Family and Self Image

By: Andrew Rona

In early childhood, the child’s family and parents play a crucial role in the correct development of the child’s self image. The way the parents or guardians choose to project themselves onto their children makes the world of a difference. For instance, if the parental unit chooses to use physical violence to convey the message that the child did something wrong, the child’s self image will be GREATLY hurt.

First and foremost, lower class families make a significantly less amount of money than middle or upper class families, on average from $7,000 – $15,000. This means that many of the luxuries middle and upper class families get to indulge in are non-existent. Often struggling to pay the bills, lower class families will most likely be under more stress and will feel more pressured than the other socioeconomic classes.

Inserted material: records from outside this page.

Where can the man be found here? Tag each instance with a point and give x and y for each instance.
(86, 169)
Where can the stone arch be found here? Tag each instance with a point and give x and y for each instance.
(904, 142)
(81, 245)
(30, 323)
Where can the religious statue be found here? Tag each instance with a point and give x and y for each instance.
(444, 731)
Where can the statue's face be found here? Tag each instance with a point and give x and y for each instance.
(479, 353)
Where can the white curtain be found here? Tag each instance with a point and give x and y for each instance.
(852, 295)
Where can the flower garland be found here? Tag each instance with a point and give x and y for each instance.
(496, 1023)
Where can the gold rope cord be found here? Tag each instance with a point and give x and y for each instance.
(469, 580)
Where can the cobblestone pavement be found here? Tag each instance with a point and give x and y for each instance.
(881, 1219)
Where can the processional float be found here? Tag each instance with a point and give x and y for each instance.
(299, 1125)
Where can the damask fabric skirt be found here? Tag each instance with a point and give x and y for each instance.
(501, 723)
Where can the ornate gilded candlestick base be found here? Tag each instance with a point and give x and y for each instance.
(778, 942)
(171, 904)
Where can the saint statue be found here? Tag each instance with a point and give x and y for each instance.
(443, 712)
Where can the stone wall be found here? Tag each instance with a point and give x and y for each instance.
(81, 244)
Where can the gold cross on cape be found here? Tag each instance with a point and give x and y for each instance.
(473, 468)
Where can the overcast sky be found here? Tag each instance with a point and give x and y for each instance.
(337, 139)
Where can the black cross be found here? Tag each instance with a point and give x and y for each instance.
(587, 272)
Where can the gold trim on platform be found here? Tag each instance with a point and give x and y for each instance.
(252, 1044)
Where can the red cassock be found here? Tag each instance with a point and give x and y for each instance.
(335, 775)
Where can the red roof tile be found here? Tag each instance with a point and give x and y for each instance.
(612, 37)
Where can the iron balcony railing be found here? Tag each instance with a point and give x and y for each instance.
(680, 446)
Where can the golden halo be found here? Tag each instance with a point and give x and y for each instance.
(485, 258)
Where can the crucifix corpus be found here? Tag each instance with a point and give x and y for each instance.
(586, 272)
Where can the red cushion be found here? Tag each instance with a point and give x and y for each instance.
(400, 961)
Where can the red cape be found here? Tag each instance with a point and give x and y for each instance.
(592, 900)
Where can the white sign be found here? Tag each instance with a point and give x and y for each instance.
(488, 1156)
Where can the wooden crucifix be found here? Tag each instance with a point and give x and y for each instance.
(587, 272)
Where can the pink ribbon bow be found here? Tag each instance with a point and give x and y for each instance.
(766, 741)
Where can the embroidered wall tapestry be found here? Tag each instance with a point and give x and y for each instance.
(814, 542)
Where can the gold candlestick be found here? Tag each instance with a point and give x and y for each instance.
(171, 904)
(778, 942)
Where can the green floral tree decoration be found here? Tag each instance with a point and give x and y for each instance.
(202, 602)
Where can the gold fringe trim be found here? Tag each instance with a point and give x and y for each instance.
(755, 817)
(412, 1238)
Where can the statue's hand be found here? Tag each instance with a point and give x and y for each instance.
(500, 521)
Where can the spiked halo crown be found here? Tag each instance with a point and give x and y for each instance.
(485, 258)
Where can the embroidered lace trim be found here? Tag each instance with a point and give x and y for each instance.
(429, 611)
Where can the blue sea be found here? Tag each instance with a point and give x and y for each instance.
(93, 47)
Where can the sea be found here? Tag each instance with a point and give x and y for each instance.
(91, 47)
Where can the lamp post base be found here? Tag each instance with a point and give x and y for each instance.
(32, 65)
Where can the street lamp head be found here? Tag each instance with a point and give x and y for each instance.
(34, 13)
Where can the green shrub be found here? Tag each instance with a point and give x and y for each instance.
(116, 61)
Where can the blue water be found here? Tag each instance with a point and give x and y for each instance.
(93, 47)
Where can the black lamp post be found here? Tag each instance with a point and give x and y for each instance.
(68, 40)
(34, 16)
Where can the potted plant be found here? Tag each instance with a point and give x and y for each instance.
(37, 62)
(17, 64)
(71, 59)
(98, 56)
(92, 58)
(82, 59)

Lower class families generally inherit “The Accomplishment of Natural Growth” teaching style. This is when parental figures are not present, or with the child enough to give their after-school activities any structure, leaving the child to play and learn from his/her peers. The absence of a behavioral figure head means values and other important lessons will be have to be learned by the child on his/her own. This means the child a greater chance of getting into trouble and experimenting with drugs.

The middle class is a very important socioeconomic class here in the United States, approximately 50% of Americans think of themselves as a part of the “middle class”. Studies show that on average, a middle class American makes anywhere from the National Average Median of $32,000, up to $70,000, just between the salaries of working and upper class counterparts.

Unlike lower class families, the middle class will often use the “Concerted Cultivation” teaching method. “Concerted Cultivation” is almost the exact opposite of “The Accomplishment of Natural Growth” teaching method. Where a lower class family will leave their own children to structure his/her after school activities, a middle class family will specifically arrange extra-curricular activities for their child. There is almost always an adult present to act as a role model for the child. This, in turn, means that the guardian will directly, or indirectly, introduce their views to their child. Middle class parents tend to have a college level education and will teach their child numerous things that will help the child be more prepared for college and a white collar job.

The upper class families represent a rather small portion of America, making up approximately 5%. An upper class household will easily make a 6 figure income, meaning $100,000 and up. These families will live in luxury, living in a large house and having multiple cars, unlike the working class. The upper class has money to participate in leisure activities that middle and lower class families do not get to have that often, like football games or trips to an amusement park.

Much like the middle class, upper class parents will use the “Concerted Cultivation” parenting method, meaning the parents will partake in scheduling after school/ weekend activities for their children. As the child is growing older, the parents will constantly reintroduce the fact that their son/daughter needs to work hard to be as successful as them.